Firms fight to advise PTSB on €1bn sale
A number of investment banks and accountancy firms have pitched for an advisory role on a €1bn-plus portfolio of distressed buy-to-let mortgages from Permanent TSB, as the State-backed lender attempts to tackle its ballooning book of non-performing loans (NPLs).
Sources said a beauty parade was held last week.

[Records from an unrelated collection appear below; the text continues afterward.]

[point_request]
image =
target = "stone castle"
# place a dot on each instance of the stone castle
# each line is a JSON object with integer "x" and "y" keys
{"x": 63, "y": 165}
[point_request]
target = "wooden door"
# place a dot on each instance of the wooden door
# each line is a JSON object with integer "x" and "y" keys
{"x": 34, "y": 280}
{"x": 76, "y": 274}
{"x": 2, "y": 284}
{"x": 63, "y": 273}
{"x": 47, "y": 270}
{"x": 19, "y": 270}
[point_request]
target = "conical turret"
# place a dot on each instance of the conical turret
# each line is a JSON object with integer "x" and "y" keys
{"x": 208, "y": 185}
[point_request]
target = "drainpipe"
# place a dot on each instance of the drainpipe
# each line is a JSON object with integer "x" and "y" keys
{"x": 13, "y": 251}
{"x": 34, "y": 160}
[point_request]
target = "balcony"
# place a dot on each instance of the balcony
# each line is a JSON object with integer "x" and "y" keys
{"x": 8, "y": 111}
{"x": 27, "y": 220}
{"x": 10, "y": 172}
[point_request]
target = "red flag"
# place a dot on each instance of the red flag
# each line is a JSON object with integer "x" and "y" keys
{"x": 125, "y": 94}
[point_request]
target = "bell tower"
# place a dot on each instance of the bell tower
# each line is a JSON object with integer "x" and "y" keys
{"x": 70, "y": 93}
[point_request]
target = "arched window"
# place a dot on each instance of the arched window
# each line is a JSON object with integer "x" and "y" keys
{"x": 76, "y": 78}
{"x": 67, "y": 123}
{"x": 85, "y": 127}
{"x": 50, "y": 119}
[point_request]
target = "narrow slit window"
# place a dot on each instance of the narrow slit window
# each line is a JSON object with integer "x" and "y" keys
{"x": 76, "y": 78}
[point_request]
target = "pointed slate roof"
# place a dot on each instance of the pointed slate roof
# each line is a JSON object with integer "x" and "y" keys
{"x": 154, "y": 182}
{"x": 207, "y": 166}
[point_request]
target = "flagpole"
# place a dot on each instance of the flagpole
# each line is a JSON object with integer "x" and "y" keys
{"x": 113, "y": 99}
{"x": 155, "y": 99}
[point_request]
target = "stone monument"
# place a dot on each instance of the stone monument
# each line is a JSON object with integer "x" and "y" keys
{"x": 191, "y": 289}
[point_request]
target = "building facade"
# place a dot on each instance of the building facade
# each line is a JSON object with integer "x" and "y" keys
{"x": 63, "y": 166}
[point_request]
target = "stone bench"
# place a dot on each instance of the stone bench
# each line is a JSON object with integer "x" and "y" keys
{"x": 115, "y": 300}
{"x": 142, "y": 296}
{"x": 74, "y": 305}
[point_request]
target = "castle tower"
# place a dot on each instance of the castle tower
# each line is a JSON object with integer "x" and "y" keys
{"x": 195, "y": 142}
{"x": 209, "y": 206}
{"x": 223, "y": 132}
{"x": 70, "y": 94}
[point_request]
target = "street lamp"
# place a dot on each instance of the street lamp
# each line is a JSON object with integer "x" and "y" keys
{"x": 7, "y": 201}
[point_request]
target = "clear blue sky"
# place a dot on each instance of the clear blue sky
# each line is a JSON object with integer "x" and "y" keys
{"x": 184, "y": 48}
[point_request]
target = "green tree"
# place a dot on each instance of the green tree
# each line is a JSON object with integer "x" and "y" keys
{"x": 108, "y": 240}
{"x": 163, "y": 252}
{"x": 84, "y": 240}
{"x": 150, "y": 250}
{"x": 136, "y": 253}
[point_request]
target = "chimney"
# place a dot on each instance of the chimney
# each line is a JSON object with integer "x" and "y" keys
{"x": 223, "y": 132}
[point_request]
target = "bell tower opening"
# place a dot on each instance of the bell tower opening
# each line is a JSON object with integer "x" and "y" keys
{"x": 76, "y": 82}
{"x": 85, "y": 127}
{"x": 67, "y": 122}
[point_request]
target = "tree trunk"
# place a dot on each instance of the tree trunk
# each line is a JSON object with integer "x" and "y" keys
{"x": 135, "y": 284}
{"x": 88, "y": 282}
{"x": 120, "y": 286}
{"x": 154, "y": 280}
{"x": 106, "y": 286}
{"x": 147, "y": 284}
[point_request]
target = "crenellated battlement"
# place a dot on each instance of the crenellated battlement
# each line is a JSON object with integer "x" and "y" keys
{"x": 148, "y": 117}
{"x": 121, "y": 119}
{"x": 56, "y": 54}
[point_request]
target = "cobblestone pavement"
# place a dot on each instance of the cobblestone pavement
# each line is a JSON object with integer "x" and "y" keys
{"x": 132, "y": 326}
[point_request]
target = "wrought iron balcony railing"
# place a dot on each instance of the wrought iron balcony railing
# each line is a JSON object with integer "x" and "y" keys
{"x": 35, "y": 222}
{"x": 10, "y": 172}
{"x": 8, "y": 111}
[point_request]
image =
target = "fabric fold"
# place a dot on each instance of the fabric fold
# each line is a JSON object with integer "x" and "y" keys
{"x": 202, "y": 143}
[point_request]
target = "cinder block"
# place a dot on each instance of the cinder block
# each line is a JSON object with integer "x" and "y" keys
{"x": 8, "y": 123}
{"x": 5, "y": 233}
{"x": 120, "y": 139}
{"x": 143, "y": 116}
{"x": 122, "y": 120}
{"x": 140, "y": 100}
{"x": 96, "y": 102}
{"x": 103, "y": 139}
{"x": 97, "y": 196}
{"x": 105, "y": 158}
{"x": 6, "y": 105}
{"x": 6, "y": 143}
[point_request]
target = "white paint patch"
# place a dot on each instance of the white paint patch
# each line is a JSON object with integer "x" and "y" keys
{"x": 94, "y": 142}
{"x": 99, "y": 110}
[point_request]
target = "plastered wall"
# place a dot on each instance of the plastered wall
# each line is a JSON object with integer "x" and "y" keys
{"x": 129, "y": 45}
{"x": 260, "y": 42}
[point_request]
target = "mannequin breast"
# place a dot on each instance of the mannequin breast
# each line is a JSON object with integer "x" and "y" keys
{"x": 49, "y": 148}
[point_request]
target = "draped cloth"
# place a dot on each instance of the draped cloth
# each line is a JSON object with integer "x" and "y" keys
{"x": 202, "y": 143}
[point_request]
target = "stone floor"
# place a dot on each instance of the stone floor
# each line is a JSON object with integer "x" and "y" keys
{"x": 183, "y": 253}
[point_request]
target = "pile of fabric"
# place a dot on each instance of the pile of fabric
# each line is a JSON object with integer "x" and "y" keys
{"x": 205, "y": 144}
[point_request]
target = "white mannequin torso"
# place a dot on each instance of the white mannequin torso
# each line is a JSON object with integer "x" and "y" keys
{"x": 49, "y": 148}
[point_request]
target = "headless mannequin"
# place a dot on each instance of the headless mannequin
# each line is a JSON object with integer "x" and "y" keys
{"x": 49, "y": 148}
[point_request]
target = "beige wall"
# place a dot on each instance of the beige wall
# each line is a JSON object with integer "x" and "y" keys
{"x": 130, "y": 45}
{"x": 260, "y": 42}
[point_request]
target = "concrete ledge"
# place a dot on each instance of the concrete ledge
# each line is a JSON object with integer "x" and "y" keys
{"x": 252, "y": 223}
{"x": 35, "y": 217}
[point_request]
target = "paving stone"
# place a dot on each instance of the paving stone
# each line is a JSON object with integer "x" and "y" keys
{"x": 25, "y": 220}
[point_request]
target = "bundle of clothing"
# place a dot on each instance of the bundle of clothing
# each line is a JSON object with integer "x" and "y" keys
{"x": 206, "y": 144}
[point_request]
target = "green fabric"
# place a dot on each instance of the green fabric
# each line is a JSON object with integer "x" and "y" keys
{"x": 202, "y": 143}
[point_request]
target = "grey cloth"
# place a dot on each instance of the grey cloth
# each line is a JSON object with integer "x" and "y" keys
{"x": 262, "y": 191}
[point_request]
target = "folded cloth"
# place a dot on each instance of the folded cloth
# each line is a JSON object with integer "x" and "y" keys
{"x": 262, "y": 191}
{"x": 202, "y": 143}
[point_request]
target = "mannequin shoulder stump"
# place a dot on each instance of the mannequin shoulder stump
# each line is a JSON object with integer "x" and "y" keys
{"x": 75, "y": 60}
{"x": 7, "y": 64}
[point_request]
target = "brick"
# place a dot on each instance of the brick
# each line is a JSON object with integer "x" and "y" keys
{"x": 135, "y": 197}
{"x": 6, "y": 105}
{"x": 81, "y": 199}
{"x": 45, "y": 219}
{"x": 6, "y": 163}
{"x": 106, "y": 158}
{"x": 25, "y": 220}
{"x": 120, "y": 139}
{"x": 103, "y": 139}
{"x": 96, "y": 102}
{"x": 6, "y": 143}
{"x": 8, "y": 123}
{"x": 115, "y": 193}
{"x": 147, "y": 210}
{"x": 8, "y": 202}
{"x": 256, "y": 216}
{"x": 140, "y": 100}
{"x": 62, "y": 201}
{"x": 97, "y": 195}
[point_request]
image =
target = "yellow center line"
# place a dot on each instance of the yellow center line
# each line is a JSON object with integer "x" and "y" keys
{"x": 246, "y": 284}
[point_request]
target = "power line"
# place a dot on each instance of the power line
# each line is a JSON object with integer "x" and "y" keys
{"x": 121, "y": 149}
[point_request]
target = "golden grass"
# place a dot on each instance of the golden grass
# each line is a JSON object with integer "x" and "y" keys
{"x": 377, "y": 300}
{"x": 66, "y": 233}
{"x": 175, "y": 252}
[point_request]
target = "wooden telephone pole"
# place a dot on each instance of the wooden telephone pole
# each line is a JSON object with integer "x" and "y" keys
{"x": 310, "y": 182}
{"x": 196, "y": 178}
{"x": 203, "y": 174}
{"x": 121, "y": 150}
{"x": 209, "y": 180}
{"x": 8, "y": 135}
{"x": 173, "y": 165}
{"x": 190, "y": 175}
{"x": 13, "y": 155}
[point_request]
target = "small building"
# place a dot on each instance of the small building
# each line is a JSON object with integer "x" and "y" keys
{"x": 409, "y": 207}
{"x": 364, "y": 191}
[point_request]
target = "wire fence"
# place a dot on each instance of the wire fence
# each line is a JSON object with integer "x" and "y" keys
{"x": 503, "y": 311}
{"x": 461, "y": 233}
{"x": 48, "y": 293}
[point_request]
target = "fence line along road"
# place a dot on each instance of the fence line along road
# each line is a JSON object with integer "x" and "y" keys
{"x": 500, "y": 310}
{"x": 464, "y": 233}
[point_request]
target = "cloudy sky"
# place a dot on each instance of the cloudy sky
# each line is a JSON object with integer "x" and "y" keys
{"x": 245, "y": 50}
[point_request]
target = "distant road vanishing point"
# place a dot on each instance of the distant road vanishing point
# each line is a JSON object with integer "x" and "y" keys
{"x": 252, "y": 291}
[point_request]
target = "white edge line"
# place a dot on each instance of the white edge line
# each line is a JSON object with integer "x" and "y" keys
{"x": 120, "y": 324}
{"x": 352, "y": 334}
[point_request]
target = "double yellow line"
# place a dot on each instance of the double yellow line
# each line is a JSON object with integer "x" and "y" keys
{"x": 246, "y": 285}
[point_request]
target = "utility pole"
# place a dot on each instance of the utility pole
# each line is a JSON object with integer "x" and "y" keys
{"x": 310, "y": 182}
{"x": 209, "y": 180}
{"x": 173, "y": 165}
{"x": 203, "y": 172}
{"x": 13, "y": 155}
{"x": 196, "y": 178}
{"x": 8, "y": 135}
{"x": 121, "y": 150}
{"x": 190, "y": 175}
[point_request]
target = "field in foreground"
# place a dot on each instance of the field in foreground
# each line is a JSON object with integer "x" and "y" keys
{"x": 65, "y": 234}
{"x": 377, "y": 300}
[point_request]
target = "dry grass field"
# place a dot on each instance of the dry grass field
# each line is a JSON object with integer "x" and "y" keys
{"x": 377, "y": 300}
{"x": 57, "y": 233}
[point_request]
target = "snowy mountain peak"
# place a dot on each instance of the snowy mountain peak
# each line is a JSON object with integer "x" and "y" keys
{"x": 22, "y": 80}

However the bank has yet to nominate an adviser - a decision is expected early next month.
PTSB has come under increasing pressure to reduce its soured debts exposure after its annual results revealed the total volume of NPLs remained at the same level as last year.
Speaking to analysts last month, CEO Jeremy Masding pledged to reduce the stock of troubled loans to single digits in the medium term.
However the lack of progress on the NPLs helped drive the bank's shares into a tailspin, sending the stock down by 24pc in the weeks post the results.
The Irish Independent reported in July that the bank was likely to accelerate plans to flog its most distressed loans.
Last month it emerged PTSB had written to various advisory firms, inviting them to pitch for a role on a portfolio sale.
While last week's beauty parade signals the bank is pushing ahead with the sales process, it comes as international investors prepare to return to Irish shores after a lengthy hiatus with just two relatively small deals completed so far this year.
In April AIB sold a bundle of buy-to-let mortgages to Goldman Sachs for €200m, half the portfolio's face value.
The bank is readying a far larger portfolio sale, dubbed Project Redwood, that is expected to top €2bn.
It is understood AIB is considering formally marketing the portfolio later this year.
While it is unclear whether PTSB will also launch before Christmas, sources said the advent of deals will help "recreate a market" in distressed debt in Ireland.
The bank's advance towards a loan sale are also likely to cheer shareholders, although concerns about the scale of the haircut or the discount on the loans has fed investor anxiety.
At the results, Mr Masding stressed that over half of PTSB's €5.78bn of non-performing loans are in some form of long-term restructuring or forbearance arrangement.
But while management have insisted they will resolve the NPLs problem, their reassurances have not halted an exodus from the register in recent months.
Janus Capital Management ditched its 3.7pc holding at the end of May. The firm ranked as the largest private investor in the bank. US funds behemoth, Capital Group, is now the biggest shareholder aside from the Government - the group also holds the same position in Bank of Ireland after overtaking BlackRock on the register.